Coastguards rushed to the area 75 miles south-east of the island following an SOS call from the boat, which was making its way to Italy from the African coast amid three-metre-high waves.
According to reports, the migrants became agitated at the sight of the coastguard's ship and their reactions caused their boat to overturn.
Three bodies and 48 survivors have so far been pulled from the water.
A sea- and air-rescue operation to locate other survivors is being hampered by force 4 winds buffeting the Sicilian Channel.
Meanwhile, coastguards are escorting another boat with 350 migrants aboard towards Lampedusa, and a craft carrying 50 migrants has also been spotted making its way towards the island.
Migrants have been steadily arriving on Lampedusa since the middle of June, taking advantage of a bout of fair weather to travel to Italy from the north African coast.
Many of them risk their lives by making the crossing on small, rickety boats after paying traffickers exorbitant fees.
The vast majority of boats are intercepted off Lampedusa, which is closer to the coast of Tunisia than to the Italian mainland.
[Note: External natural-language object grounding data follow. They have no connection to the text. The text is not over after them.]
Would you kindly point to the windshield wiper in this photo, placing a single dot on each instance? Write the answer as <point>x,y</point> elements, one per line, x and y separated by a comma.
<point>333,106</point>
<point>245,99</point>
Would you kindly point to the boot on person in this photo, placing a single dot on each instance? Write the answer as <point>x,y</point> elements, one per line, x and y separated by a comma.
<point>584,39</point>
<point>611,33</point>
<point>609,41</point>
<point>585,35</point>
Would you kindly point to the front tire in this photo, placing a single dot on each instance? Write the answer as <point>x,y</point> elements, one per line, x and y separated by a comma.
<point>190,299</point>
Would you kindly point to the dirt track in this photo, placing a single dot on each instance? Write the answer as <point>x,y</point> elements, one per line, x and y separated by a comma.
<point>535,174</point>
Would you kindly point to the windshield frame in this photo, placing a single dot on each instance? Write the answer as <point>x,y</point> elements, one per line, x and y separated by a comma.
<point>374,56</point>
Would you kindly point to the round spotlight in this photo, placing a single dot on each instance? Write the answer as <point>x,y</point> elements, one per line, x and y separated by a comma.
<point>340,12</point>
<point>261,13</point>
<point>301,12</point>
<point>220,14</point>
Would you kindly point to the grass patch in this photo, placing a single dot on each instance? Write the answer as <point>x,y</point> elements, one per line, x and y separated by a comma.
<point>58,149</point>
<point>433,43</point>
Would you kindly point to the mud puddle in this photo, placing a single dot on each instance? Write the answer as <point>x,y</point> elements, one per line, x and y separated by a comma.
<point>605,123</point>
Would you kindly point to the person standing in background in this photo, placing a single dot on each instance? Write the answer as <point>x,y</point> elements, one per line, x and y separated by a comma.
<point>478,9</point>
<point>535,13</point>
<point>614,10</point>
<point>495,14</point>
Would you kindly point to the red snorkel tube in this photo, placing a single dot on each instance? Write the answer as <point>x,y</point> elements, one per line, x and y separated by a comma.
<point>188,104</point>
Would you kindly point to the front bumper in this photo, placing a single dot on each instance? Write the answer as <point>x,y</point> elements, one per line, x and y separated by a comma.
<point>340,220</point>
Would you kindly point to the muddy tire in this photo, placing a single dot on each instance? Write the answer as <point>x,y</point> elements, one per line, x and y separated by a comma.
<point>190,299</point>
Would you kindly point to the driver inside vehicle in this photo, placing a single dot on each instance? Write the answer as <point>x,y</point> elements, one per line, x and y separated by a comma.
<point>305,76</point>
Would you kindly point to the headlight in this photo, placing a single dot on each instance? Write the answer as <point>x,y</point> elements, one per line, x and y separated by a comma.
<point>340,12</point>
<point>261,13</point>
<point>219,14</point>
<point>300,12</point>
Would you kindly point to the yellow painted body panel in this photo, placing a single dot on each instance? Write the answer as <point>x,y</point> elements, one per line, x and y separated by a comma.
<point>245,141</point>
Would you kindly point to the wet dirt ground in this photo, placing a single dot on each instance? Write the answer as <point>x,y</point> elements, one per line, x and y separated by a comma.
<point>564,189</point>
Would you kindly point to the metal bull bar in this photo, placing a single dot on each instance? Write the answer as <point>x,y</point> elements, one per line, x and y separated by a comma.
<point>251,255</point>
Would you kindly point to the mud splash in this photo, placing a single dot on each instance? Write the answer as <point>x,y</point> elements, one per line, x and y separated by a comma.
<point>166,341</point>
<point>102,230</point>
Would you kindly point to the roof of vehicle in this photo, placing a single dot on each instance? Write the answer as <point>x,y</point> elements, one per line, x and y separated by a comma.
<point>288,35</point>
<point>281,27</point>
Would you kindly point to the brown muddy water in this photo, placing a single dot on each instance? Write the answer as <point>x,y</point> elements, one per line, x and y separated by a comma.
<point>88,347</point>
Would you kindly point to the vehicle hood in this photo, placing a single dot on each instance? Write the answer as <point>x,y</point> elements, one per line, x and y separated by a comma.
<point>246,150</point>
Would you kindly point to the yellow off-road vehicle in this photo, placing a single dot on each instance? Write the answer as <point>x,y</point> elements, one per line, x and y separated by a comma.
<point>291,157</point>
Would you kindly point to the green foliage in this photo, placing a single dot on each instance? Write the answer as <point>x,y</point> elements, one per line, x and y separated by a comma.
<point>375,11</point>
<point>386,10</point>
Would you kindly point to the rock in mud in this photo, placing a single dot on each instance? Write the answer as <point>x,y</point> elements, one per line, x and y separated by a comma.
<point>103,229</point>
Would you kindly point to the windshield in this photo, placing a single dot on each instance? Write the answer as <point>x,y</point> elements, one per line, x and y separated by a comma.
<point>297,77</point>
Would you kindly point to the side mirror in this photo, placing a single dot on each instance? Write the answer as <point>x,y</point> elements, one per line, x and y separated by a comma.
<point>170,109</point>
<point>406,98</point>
The number of would-be immigrants landing on the island has increased dramatically in recent years, with 23,000 arriving in 2005 compared to 13,000 in 2004.
On Monday Italy's Interior Minister Roberto Maroni said that Italy and Libya had already signed an agreement to patrol the Libyan coast in an effort to prevent boats from setting off, but that he needed a final green light from Tripoli.
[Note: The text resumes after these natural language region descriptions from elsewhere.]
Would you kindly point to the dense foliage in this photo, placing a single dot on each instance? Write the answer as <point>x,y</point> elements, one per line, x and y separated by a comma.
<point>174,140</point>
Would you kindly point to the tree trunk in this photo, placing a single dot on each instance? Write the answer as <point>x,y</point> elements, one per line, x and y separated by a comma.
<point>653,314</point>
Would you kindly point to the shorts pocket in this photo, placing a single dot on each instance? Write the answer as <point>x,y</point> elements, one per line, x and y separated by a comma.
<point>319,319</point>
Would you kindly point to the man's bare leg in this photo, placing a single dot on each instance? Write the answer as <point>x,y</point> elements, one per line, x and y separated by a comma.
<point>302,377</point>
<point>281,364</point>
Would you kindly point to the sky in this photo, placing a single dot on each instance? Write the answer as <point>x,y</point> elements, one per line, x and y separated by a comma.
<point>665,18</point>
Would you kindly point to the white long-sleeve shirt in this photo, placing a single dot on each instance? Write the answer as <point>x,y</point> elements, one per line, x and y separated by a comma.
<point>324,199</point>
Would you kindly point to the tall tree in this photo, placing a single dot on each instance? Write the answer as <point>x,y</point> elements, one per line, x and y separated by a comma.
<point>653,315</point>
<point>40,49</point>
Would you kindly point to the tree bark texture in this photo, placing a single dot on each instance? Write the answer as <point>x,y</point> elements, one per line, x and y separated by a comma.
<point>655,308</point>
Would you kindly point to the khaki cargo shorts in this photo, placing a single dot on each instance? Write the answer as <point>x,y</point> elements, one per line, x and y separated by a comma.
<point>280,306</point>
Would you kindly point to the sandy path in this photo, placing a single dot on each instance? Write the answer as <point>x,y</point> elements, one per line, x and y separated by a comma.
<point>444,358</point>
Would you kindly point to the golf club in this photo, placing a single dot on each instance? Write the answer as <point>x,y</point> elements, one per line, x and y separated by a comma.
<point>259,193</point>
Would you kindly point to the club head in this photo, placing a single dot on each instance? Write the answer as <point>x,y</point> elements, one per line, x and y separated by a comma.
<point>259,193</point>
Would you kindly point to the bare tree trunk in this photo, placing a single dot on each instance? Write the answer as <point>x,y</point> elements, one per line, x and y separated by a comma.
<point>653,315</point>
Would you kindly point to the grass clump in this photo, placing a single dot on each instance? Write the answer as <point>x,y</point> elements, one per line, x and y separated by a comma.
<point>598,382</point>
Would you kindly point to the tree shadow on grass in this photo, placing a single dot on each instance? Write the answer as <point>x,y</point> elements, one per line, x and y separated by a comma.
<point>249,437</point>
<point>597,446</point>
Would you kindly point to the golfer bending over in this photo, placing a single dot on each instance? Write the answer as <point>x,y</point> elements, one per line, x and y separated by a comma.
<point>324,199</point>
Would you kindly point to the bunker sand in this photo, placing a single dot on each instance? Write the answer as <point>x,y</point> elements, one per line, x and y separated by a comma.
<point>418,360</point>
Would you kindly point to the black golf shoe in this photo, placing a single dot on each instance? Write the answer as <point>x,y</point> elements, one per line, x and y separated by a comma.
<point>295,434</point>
''As soon as the Libyan government gives the go-ahead, we can start the patrols,'' he said.
''Until then, we have to control this phenomenon with the means that we have, knowing that a solution exists,'' he added.
Last month 40 people drowned and another 100 went missing when a boat taking would-be migrants capsized on its way to Italy from Libya.
At least 2,000 people die every year as they attempt to cross the Mediterranean, according to the United Nations High Commissioner for Refugees (UNHCR).